I know that I had two choices, 1) accept him for who he was and what he was willing and able to offer me; or 2) kept pressuring him to meet my expectations and drive him away. I choose the first option. As hard as it was, I wanted our relationship to flourish more than anything else. I had to swallow my pride and be patient more than I thought that I could.

Also, I did need to reconfigure and lower my expectations and pull back a bit. By pulling back a bit, that allowed him to move towards me more - and yes, we did have some of that dancing back and forth for a time.

I will say though for us, it was possible with our different expectations to find a middle ground that we both felt comfortable with. Wasn't easy, and I had ferocious inner battles with the thought that I'd need to settle for less. I am somewhat stubborn and wanted what I wanted. But, I believe that our relationship really calmed down and mellowed out once I let go somewhat.

So, it is possible, to forge a good relationship when the initial expectations are very difficult, but it is extremely difficult and takes two people committing to the relationship and ready to work hard.

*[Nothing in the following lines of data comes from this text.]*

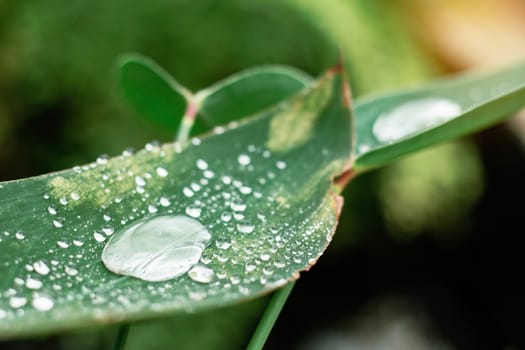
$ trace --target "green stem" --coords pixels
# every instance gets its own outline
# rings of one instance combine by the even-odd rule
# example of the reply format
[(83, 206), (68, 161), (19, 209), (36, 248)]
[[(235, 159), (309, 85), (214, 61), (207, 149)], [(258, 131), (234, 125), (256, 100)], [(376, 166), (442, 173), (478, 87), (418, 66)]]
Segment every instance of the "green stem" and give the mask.
[(126, 346), (126, 340), (128, 339), (129, 324), (121, 324), (117, 329), (117, 336), (113, 343), (113, 350), (124, 350)]
[(294, 285), (295, 282), (288, 283), (286, 286), (273, 293), (272, 298), (266, 306), (264, 314), (257, 325), (257, 329), (255, 329), (255, 333), (253, 333), (252, 339), (246, 348), (247, 350), (261, 350), (263, 348)]

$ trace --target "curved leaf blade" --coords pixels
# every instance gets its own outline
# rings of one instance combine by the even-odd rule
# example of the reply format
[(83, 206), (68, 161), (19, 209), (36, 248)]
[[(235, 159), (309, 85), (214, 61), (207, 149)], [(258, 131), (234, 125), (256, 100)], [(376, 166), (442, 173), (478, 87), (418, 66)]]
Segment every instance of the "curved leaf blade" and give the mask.
[[(414, 105), (421, 102), (420, 106), (424, 108)], [(397, 113), (400, 117), (401, 113), (405, 113), (406, 122), (390, 123), (390, 130), (387, 131), (391, 135), (402, 135), (403, 129), (419, 123), (418, 117), (424, 118), (433, 113), (429, 112), (432, 104), (437, 105), (437, 114), (444, 113), (441, 121), (412, 129), (398, 139), (387, 137), (381, 140), (378, 137), (377, 123), (385, 115)], [(355, 104), (355, 168), (363, 171), (378, 167), (405, 154), (478, 131), (523, 106), (525, 64), (489, 74), (466, 74), (415, 89), (365, 97)]]
[(191, 93), (168, 72), (145, 56), (126, 54), (118, 64), (118, 81), (140, 116), (175, 132)]
[[(332, 190), (352, 145), (342, 85), (330, 71), (224, 133), (1, 183), (0, 337), (214, 308), (298, 278), (328, 245), (342, 204)], [(201, 259), (215, 272), (210, 283), (187, 274), (146, 282), (101, 263), (108, 235), (190, 206), (212, 234)], [(226, 249), (216, 243), (224, 239)]]
[(286, 66), (247, 69), (200, 91), (200, 117), (224, 125), (260, 112), (296, 94), (311, 82), (305, 73)]

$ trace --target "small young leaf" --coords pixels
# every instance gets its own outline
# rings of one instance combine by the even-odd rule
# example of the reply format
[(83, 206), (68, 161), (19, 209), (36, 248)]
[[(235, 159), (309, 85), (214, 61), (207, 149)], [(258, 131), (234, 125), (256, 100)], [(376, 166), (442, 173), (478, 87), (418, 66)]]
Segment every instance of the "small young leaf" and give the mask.
[(127, 54), (118, 68), (122, 92), (139, 114), (157, 126), (175, 131), (191, 93), (147, 57)]
[(525, 64), (355, 104), (356, 171), (495, 124), (525, 106)]
[(0, 183), (0, 337), (214, 308), (298, 278), (342, 204), (342, 86), (331, 70), (202, 139)]
[(310, 81), (297, 69), (268, 65), (234, 74), (193, 96), (149, 58), (128, 54), (119, 65), (124, 95), (141, 116), (165, 130), (175, 133), (188, 103), (194, 102), (199, 118), (193, 135), (260, 112), (297, 93)]
[(200, 115), (209, 125), (224, 125), (275, 105), (310, 81), (309, 76), (291, 67), (248, 69), (200, 91)]

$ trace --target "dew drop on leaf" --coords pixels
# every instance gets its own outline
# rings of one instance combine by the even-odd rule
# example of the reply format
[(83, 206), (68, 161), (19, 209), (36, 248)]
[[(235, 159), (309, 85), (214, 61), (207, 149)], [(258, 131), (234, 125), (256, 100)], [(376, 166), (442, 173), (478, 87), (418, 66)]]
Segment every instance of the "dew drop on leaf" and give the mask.
[(47, 296), (37, 295), (33, 297), (31, 305), (38, 311), (49, 311), (53, 308), (54, 302)]
[(38, 274), (41, 274), (43, 276), (47, 275), (49, 273), (49, 266), (42, 260), (37, 261), (33, 264), (33, 268)]
[(204, 160), (202, 159), (198, 159), (197, 160), (197, 168), (201, 169), (201, 170), (206, 170), (208, 169), (208, 163), (206, 163)]
[(102, 252), (108, 270), (145, 281), (188, 272), (211, 239), (206, 227), (185, 215), (159, 215), (115, 232)]
[(381, 142), (394, 142), (445, 123), (461, 114), (461, 107), (445, 98), (413, 100), (381, 114), (373, 132)]
[(239, 155), (239, 157), (237, 158), (237, 161), (239, 162), (240, 165), (248, 165), (250, 164), (250, 156), (247, 155), (247, 154), (241, 154)]
[(18, 296), (12, 296), (9, 298), (9, 306), (11, 306), (13, 309), (21, 308), (27, 304), (27, 298), (25, 297), (18, 297)]
[(160, 177), (168, 176), (168, 171), (165, 168), (163, 168), (163, 167), (158, 167), (157, 169), (155, 169), (155, 172)]
[(40, 289), (42, 288), (43, 283), (42, 281), (36, 280), (34, 278), (28, 278), (26, 280), (26, 287), (29, 289)]
[(237, 224), (237, 231), (240, 233), (252, 233), (255, 229), (255, 225), (248, 221), (241, 221)]
[(198, 218), (199, 216), (201, 216), (201, 208), (187, 207), (186, 214), (188, 214), (192, 218)]
[(205, 265), (197, 264), (188, 271), (188, 276), (196, 282), (210, 283), (215, 273)]

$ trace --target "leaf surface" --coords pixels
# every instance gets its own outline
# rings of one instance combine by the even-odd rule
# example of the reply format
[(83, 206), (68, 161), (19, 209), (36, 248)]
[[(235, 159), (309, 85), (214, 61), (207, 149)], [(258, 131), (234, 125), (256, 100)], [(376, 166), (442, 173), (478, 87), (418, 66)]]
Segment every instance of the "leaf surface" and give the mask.
[(356, 171), (495, 124), (525, 106), (525, 64), (356, 101)]
[[(331, 240), (342, 204), (332, 180), (350, 166), (343, 86), (331, 70), (202, 138), (0, 183), (0, 337), (215, 308), (298, 278)], [(130, 227), (178, 216), (210, 234), (196, 264), (212, 271), (209, 281), (182, 273), (150, 282), (102, 263), (106, 244)], [(136, 253), (163, 232), (148, 227), (130, 243)], [(178, 258), (162, 254), (151, 261)]]

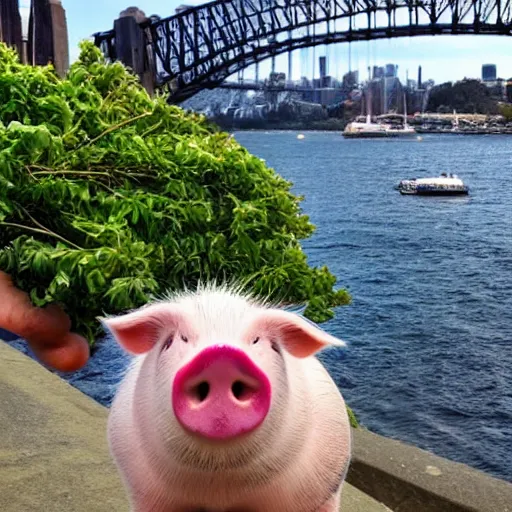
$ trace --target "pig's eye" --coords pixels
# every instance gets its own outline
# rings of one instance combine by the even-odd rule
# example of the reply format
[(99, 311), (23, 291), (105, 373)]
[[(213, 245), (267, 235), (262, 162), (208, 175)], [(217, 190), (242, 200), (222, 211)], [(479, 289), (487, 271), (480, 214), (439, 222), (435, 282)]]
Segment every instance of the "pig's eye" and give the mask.
[(183, 334), (181, 335), (181, 339), (185, 342), (185, 343), (188, 343), (188, 338), (186, 336), (183, 336)]
[(260, 338), (255, 338), (254, 340), (252, 340), (252, 344), (253, 345), (256, 345), (256, 343), (258, 343), (258, 341), (260, 341)]
[(274, 350), (275, 352), (277, 352), (278, 354), (281, 353), (281, 350), (279, 348), (279, 345), (275, 342), (275, 341), (271, 341), (270, 342), (270, 346), (272, 347), (272, 350)]
[(174, 341), (174, 334), (171, 334), (166, 342), (164, 343), (164, 346), (162, 347), (162, 350), (167, 350), (171, 345), (172, 345), (172, 342)]

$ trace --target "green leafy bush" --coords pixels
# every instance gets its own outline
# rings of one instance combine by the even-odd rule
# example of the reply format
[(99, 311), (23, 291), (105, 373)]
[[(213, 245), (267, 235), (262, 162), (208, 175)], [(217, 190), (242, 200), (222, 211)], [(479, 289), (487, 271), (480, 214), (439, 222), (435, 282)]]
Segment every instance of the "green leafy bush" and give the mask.
[(0, 270), (91, 343), (98, 315), (213, 279), (330, 318), (350, 296), (308, 266), (290, 187), (92, 43), (64, 80), (0, 45)]

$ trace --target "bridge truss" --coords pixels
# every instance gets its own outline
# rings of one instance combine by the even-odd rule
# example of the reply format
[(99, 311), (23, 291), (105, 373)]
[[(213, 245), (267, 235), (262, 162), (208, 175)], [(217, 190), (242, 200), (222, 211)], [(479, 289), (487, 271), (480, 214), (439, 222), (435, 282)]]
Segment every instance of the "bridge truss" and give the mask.
[[(217, 0), (143, 22), (157, 86), (183, 101), (251, 64), (311, 46), (441, 34), (510, 35), (512, 0)], [(111, 60), (115, 32), (95, 34)]]

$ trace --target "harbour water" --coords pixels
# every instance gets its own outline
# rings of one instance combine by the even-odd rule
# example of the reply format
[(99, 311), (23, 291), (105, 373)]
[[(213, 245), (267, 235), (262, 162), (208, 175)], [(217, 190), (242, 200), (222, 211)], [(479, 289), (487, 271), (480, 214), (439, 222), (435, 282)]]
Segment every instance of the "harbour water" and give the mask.
[[(321, 358), (361, 423), (512, 481), (512, 138), (235, 136), (306, 196), (310, 263), (352, 293), (323, 325), (348, 347)], [(443, 171), (470, 195), (394, 190)], [(108, 405), (126, 364), (106, 342), (67, 378)]]
[[(323, 359), (362, 423), (512, 480), (512, 139), (236, 137), (306, 196), (310, 262), (352, 293)], [(470, 195), (393, 188), (443, 171)]]

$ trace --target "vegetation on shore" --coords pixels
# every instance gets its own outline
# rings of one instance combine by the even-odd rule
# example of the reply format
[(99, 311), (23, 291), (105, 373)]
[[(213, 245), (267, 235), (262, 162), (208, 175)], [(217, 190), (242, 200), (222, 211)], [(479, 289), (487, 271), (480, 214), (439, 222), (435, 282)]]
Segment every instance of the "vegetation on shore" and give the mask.
[(331, 318), (350, 295), (308, 265), (314, 226), (290, 188), (90, 42), (65, 79), (0, 45), (0, 270), (91, 344), (97, 316), (202, 280)]
[(498, 114), (498, 101), (480, 80), (464, 79), (436, 85), (430, 91), (427, 112), (451, 114)]

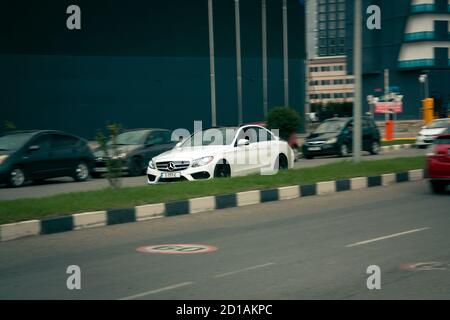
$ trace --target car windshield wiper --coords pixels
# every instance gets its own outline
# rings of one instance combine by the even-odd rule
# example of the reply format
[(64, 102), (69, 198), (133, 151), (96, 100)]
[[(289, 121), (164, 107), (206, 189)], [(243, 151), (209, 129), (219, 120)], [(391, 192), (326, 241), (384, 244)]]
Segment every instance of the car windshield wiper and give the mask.
[(9, 151), (9, 149), (0, 148), (0, 151)]

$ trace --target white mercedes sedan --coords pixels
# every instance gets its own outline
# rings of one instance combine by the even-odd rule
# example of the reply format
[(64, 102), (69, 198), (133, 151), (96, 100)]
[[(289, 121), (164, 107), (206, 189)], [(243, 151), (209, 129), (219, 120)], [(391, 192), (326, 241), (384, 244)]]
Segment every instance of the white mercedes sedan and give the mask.
[(294, 166), (286, 141), (264, 127), (210, 128), (150, 160), (149, 184), (207, 180), (260, 173), (273, 175)]

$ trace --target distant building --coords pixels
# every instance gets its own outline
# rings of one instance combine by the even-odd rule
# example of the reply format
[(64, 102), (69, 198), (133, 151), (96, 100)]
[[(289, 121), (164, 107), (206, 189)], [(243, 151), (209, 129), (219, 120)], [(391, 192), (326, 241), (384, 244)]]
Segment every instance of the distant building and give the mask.
[(354, 79), (347, 74), (345, 56), (309, 60), (308, 93), (311, 104), (353, 102)]
[[(384, 94), (384, 69), (390, 87), (404, 96), (399, 119), (421, 117), (425, 96), (419, 76), (427, 74), (429, 94), (436, 98), (436, 112), (450, 102), (450, 1), (362, 0), (381, 8), (381, 30), (363, 28), (363, 103), (365, 97)], [(347, 43), (353, 43), (353, 5), (347, 0)], [(368, 15), (363, 15), (368, 17)], [(364, 19), (365, 20), (365, 19)], [(352, 46), (347, 46), (349, 70), (353, 72)], [(381, 89), (381, 90), (380, 90)]]

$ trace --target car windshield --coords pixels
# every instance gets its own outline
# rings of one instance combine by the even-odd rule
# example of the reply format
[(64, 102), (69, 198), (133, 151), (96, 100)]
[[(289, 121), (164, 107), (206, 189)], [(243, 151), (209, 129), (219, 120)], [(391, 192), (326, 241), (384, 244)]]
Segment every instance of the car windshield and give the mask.
[(0, 151), (14, 151), (21, 148), (33, 133), (15, 133), (0, 137)]
[(325, 121), (324, 123), (322, 123), (317, 129), (316, 131), (314, 131), (314, 133), (336, 133), (342, 130), (342, 128), (344, 127), (345, 122), (344, 121), (338, 121), (338, 120), (333, 120), (333, 121)]
[(430, 125), (427, 126), (427, 129), (439, 129), (439, 128), (448, 128), (450, 127), (450, 121), (447, 120), (439, 120), (434, 121)]
[(212, 128), (197, 131), (186, 139), (182, 147), (224, 146), (233, 142), (236, 128)]
[(128, 145), (128, 144), (143, 144), (145, 136), (148, 130), (127, 131), (117, 136), (116, 144)]

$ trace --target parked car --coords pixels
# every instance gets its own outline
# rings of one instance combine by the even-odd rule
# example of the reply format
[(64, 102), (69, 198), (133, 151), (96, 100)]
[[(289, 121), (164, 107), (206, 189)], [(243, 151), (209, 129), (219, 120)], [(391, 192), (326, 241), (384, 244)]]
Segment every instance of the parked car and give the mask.
[[(147, 163), (153, 157), (172, 149), (176, 142), (171, 141), (172, 132), (165, 129), (133, 129), (117, 136), (116, 148), (122, 160), (122, 170), (131, 176), (145, 173)], [(108, 148), (112, 148), (108, 143)], [(98, 148), (94, 151), (95, 164), (93, 176), (107, 172), (107, 156)]]
[[(380, 150), (380, 130), (370, 117), (362, 118), (362, 149), (371, 154)], [(305, 140), (303, 156), (347, 156), (353, 148), (353, 118), (332, 118), (324, 121)]]
[(293, 165), (294, 153), (287, 142), (262, 126), (245, 125), (194, 133), (153, 158), (147, 177), (150, 184), (193, 181), (247, 175), (264, 168), (274, 172)]
[(0, 182), (12, 187), (64, 176), (85, 181), (92, 163), (87, 141), (68, 133), (36, 130), (0, 136)]
[(450, 119), (436, 119), (422, 127), (416, 138), (416, 146), (426, 148), (433, 144), (434, 139), (443, 133), (450, 133)]
[[(247, 123), (247, 125), (257, 125), (257, 126), (261, 126), (261, 127), (267, 128), (265, 122), (251, 122), (251, 123)], [(299, 158), (299, 151), (298, 151), (299, 150), (299, 146), (298, 146), (298, 141), (297, 141), (297, 133), (293, 132), (289, 136), (289, 139), (286, 142), (292, 148), (292, 151), (294, 151), (294, 161), (297, 161), (298, 158)]]
[(450, 184), (450, 134), (434, 140), (433, 150), (427, 155), (427, 171), (433, 192), (444, 192)]

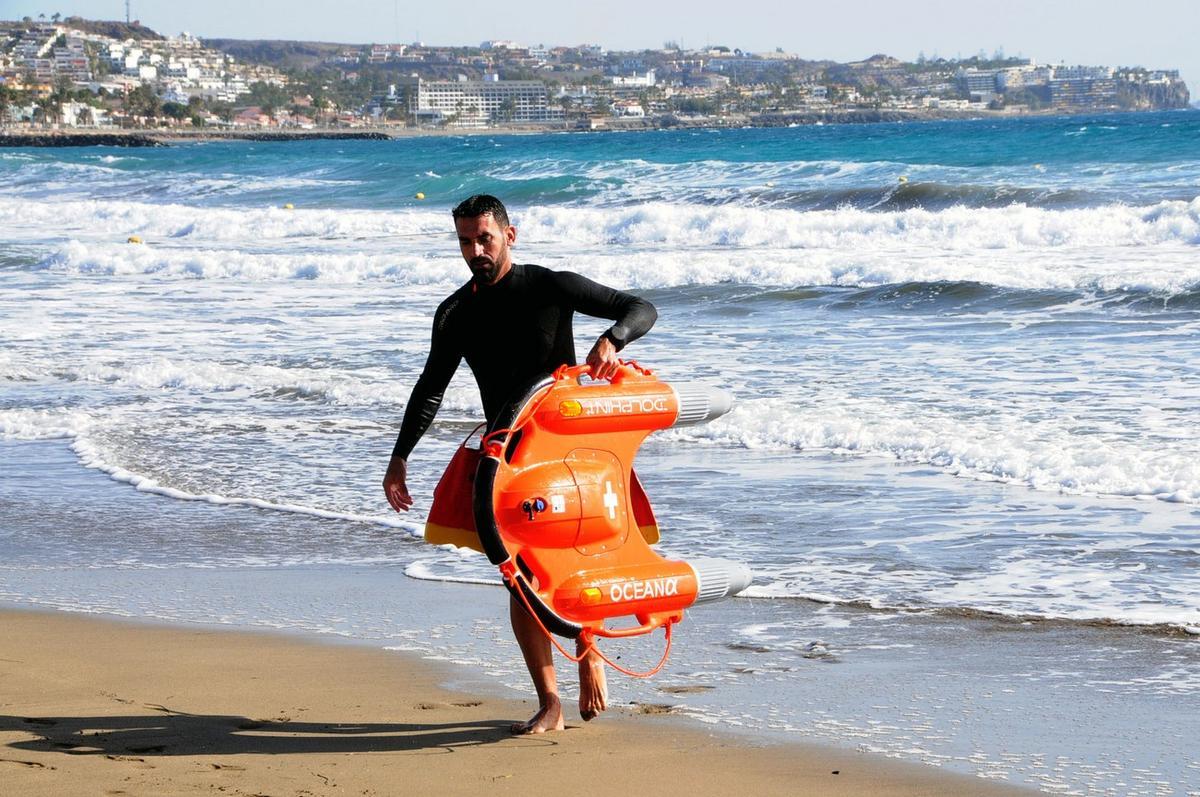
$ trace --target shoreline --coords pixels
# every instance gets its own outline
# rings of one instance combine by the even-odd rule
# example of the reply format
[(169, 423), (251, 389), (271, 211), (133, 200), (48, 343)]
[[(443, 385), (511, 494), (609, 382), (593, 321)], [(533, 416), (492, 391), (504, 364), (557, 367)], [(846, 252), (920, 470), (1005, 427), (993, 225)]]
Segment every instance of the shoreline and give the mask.
[[(409, 565), (429, 549), (407, 533), (137, 491), (83, 467), (60, 439), (3, 443), (0, 450), (0, 505), (10, 518), (4, 532), (12, 535), (0, 567), (2, 606), (140, 618), (139, 627), (167, 623), (191, 633), (282, 633), (372, 654), (403, 651), (440, 668), (447, 680), (439, 683), (516, 696), (506, 701), (520, 706), (512, 717), (533, 713), (531, 703), (519, 702), (529, 693), (528, 676), (508, 632), (503, 590), (409, 577)], [(665, 471), (672, 462), (680, 460), (657, 464)], [(775, 457), (769, 464), (822, 500), (831, 487), (879, 483), (876, 468), (887, 467), (842, 462), (828, 481), (824, 459)], [(973, 482), (961, 487), (968, 495), (979, 489)], [(1022, 493), (1021, 500), (1036, 496)], [(1046, 498), (1046, 510), (1070, 511), (1062, 501)], [(117, 529), (125, 542), (113, 547)], [(40, 541), (64, 531), (69, 546), (42, 547)], [(394, 553), (365, 562), (346, 551), (352, 561), (338, 563), (296, 561), (284, 552), (284, 560), (263, 561), (264, 549), (251, 542), (274, 540), (274, 546), (311, 535), (374, 541), (372, 549)], [(155, 541), (168, 539), (190, 539), (191, 553), (161, 560)], [(212, 566), (214, 551), (205, 541), (235, 539), (242, 542), (223, 549), (219, 566)], [(133, 540), (145, 544), (130, 548)], [(1130, 794), (1150, 794), (1158, 783), (1194, 782), (1188, 758), (1194, 719), (1177, 696), (1190, 694), (1196, 642), (1128, 631), (739, 599), (689, 614), (669, 671), (651, 681), (613, 677), (610, 700), (632, 706), (627, 711), (644, 707), (655, 722), (670, 719), (702, 735), (712, 729), (741, 740), (735, 744), (799, 741), (1048, 791), (1127, 783), (1150, 789)], [(0, 659), (22, 659), (13, 649), (7, 645)], [(649, 654), (657, 656), (641, 646), (616, 652), (647, 666)], [(6, 672), (0, 668), (0, 678)], [(1184, 673), (1181, 687), (1162, 680), (1164, 672)], [(573, 669), (562, 666), (559, 675), (568, 721), (578, 724)], [(4, 694), (0, 689), (0, 702), (11, 703)], [(612, 715), (619, 719), (619, 712)], [(1088, 732), (1077, 734), (1081, 727)]]
[[(1194, 109), (1178, 109), (1194, 110)], [(918, 123), (975, 121), (981, 119), (1048, 119), (1094, 115), (1125, 115), (1138, 113), (1167, 113), (1164, 110), (1121, 111), (1097, 110), (1060, 113), (1043, 111), (972, 111), (970, 113), (931, 110), (847, 110), (763, 114), (757, 117), (723, 119), (612, 120), (595, 129), (578, 125), (506, 125), (486, 128), (412, 128), (362, 127), (322, 128), (314, 130), (210, 130), (205, 128), (128, 128), (104, 130), (0, 128), (0, 148), (4, 147), (164, 147), (172, 144), (207, 141), (394, 141), (406, 138), (445, 138), (460, 136), (540, 135), (552, 133), (617, 133), (667, 130), (729, 130), (750, 128), (808, 127), (814, 125), (860, 125), (888, 123)]]
[[(1035, 792), (817, 744), (705, 733), (654, 706), (543, 736), (532, 701), (455, 692), (415, 655), (243, 629), (0, 607), (0, 772), (25, 795), (407, 790)], [(450, 755), (453, 753), (454, 755)]]

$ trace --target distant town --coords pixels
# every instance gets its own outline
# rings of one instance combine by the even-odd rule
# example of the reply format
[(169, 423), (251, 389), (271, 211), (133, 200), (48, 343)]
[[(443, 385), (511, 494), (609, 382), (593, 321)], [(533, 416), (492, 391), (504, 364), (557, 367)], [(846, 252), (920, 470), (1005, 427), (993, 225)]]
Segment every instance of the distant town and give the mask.
[(1002, 52), (837, 63), (726, 46), (344, 45), (162, 36), (136, 21), (0, 21), (0, 126), (594, 130), (1188, 107), (1173, 69)]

Honestly, I wasn't certain in the beginning that it was that important to my son, but, I think that I was wrong.

Building our relationship has been the challenge of my life, but, it has been worth it and I do not regret all that it has taken. I'm just glad that I was strong enough to hang in there and that my son cared enough to do the same.

Rapunzel, would it be possible for you to tell your birth mom to lighten up a bit? I practically had to be beat over the head before I realized that I needed to. But, my son was very honest and sometimes blunt with me (I know, you're all laughing wondering how my son could possibly be blunt) - and I needed that. Maybe your mom could handle it and change her direction a bit, maybe not, but, isn't it worth the try?